Certains collecteurs se ravitaillent dans des centres de santé, où ces flacons leur sont offerts gratuitement ou moyennant une petite motivation, parfois sur commande, disent les vendeurs des déchets médicaux. Les acheteurs de la Gare de New-Bell ont dit qu’ils nettoient les flacons avec de l’eau de javel ou de l’alcool de 90 degrés puis les revendent à des vendeuses de parfums ou à des tradipraticiens. Un flacon est revendu à 25 FCFA aux ré utilisateurs, un tube de prélèvement à 50FCfa ou 60FCfa au cas où le revendeur se charge du nettoyage. Pendant les opérations de fouille des poubelles ou des drains à la quête des déchets médicaux usagés, certains récupérateurs se font piquer par des aiguilles souillées.

« Il y a environ quatre mois, un de nos agents a été piqué par une aiguille », dit Gabriel Kemo Pane, responsable Qualité, hygiène, sécurité et environnement (QHSE) et des études à Cameroon Alert System (CAS), une société privée de sous-traitance dédiée à la pré collecte des ordures ménagères sur les sites non accessibles dans trois des six arrondissements du département du Wouri.

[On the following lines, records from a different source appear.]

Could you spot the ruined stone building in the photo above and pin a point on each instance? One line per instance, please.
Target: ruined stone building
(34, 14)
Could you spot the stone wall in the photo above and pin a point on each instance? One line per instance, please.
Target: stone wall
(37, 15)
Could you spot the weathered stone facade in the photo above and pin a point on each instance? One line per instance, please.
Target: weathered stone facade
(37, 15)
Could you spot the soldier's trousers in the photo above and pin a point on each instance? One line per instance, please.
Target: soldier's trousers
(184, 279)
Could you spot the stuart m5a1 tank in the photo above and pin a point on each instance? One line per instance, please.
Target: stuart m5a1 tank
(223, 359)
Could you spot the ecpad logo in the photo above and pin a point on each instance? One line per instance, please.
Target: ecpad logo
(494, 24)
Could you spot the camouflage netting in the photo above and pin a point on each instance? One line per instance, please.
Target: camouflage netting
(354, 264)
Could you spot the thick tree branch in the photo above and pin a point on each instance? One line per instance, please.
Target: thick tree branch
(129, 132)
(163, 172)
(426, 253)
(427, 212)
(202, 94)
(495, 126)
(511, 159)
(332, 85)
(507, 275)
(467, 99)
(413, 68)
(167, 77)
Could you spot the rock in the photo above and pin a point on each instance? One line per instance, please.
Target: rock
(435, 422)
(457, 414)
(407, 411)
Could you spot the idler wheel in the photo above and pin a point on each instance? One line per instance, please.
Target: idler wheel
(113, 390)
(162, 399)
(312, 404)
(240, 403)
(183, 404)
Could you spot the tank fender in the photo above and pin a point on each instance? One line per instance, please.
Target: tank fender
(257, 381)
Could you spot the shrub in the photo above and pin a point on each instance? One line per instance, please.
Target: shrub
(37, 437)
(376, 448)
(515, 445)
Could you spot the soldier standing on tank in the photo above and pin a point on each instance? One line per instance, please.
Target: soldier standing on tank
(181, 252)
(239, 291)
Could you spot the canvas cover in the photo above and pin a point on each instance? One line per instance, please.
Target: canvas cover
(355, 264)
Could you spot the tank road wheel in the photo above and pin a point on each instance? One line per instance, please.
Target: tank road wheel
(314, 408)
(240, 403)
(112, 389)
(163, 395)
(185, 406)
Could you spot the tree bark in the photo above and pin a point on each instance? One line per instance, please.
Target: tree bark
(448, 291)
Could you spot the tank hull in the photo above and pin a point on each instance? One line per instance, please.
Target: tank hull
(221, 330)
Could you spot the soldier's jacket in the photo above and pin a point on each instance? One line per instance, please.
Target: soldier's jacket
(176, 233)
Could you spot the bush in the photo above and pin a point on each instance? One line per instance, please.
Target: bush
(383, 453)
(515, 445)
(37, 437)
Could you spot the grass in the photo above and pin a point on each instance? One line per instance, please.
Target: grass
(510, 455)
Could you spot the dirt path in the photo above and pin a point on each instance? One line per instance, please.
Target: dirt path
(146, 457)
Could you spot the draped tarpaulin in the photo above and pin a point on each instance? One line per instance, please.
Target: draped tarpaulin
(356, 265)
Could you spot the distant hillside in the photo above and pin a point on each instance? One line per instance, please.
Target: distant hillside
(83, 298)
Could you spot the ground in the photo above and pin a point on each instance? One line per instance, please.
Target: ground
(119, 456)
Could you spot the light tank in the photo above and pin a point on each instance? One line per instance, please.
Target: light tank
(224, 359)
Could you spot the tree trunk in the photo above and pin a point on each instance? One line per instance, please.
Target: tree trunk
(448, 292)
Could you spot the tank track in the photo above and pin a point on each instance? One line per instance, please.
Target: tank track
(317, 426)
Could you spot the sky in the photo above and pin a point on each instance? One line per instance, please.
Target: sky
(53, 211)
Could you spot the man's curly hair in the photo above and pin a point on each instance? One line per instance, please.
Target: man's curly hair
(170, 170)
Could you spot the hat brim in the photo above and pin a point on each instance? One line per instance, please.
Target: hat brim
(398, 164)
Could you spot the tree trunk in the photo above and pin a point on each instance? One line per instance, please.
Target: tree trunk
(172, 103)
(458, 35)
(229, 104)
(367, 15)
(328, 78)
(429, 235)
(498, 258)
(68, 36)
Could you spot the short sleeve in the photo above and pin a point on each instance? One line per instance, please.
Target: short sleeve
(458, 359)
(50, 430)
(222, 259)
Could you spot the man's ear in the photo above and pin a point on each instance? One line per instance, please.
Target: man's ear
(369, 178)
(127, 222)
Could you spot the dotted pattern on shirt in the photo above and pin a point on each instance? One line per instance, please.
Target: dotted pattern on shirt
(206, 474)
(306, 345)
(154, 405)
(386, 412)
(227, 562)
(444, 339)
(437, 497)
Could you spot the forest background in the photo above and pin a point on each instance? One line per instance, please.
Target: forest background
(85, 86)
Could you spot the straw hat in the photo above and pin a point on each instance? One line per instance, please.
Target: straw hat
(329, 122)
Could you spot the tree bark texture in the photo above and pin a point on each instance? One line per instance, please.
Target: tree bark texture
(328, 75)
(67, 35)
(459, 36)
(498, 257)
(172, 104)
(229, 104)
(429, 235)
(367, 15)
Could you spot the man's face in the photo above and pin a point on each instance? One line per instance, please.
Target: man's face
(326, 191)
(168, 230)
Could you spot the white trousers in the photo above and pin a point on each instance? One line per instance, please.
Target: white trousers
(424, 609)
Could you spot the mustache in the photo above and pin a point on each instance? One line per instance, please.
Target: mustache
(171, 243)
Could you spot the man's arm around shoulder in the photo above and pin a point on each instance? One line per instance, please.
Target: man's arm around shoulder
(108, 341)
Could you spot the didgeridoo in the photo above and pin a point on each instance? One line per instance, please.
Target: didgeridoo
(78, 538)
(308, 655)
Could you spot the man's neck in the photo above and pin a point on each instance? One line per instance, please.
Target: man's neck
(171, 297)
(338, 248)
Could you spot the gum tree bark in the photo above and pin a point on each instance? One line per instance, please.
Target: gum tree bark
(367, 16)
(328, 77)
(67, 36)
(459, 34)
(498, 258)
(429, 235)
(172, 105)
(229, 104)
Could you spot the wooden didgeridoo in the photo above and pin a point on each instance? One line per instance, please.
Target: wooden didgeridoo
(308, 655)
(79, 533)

L’agent de la pré collecte a bénéficié d’examens médicaux, à l’issue desquels il a été déclaré non infecté, a dit Gabriel Kemo. Même dans les hôpitaux publics, la manipulation des déchets dangereux fait parfois des victimes. Il y a quelques mois, un agent d’entretien en service dans un hôpital public de Douala, s’est fait piquer par des aiguilles pendant qu’il transportait les boîtes de sécurité vers le site de l’incinération.

Après l’incident, la hiérarchie de l’hôpital lui a remis des combinaisons, des gants et autres accessoires de travail pour que cet agent formé sur le tas cesse de manipuler les déchets d’activité de soins à risques infectieux avec les mains nues. Les cas d’infections dans les décharges sont légion malgré les précautions prises par certains récupérateurs comme le port des gants et des bottes. « Les aiguilles piquent les fouilleurs chaque jour », dit une revendeuse de vêtements récupérés dans les poubelles. « Quand l’un d’eux est affecté, il va à l’hôpital se faire injecter l’antitétanique et l’anti-inflammatoire ». La précaution ne garantit toutefois pas le risque zéro dans cet univers de désordre.